“I’m selfish, impatient and a little insecure. I make mistakes, I am out of control and at times hard to handle. But if you can’t handle me at my worst, then you sure as hell don’t deserve me at my best.”—Marilyn Monroe
I’m not your project. I can never be your little doll. I’m not perfect, I know. I can be wild, free-spirited and hard to handle at times. But, I don’t want you to fix me. You can’t put me in a box.
Don’t you think we all deserve someone who will love us without pushing us to change?
Don’t you think we all deserve to be accepted as we are and for who we are?
I am tired of people telling me what’s best for me. No, that’s not how you help me. Not at all.
You don’t need me. You just need me to need you. You want me to depend on your good decisions I should follow. But look, I’m better than that—even at my worst.

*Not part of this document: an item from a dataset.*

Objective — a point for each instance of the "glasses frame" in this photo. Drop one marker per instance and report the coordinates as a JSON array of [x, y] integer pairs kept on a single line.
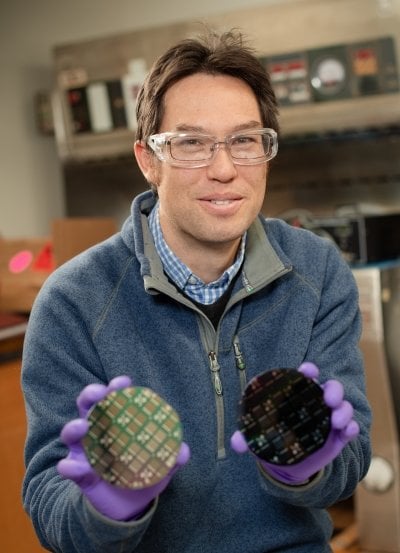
[[160, 144]]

I don’t want you to fix me because I’m not broken. Yes, I’ve had bad experiences in the past. Yes, I was cheated on, betrayed, weak, hurt and heartbroken before. But, I’m not your project. I need to make myself better, because that’s the only way I can heal myself from everything bad that has ever happened to me. I need to be brave and strong. Actually, I am brave. I am courageous. And you need to stop making me feel weak.
I don’t want you to fix me because you need to fix yourself first. I don’t allow you to fix me because the ones who wanted to do that were most often the ones who actually broke me.
I don’t want you to fix me; I want you to love me. I want you to embrace me despite all the flaws I have. I want you to hug me, not to scold me. I’m already too harsh on me. I have been fighting with low self-esteem since I was a little girl. Please, don’t make it worse.
I don’t need you to judge me. I need a man who will always point out my strengths, not the guy who is always ready to preach and give me lessons about my weaknesses.
Don’t think you can turn me into a tame, good girl. I am the one who decided to go with the flow and accept her dark side as well as her bright side. I’m stubborn and too strict sometimes. But you must believe me—I’m already working on myself. I need to be my own savior.
I don’t like ultimatums. I don’t like preachers. I hope you can have me by your side just like this, and love me for who I am. Only like that we can make it work. Only as a team, as two equal people standing next to each other.
Love me or let me go, but don’t try to fix me.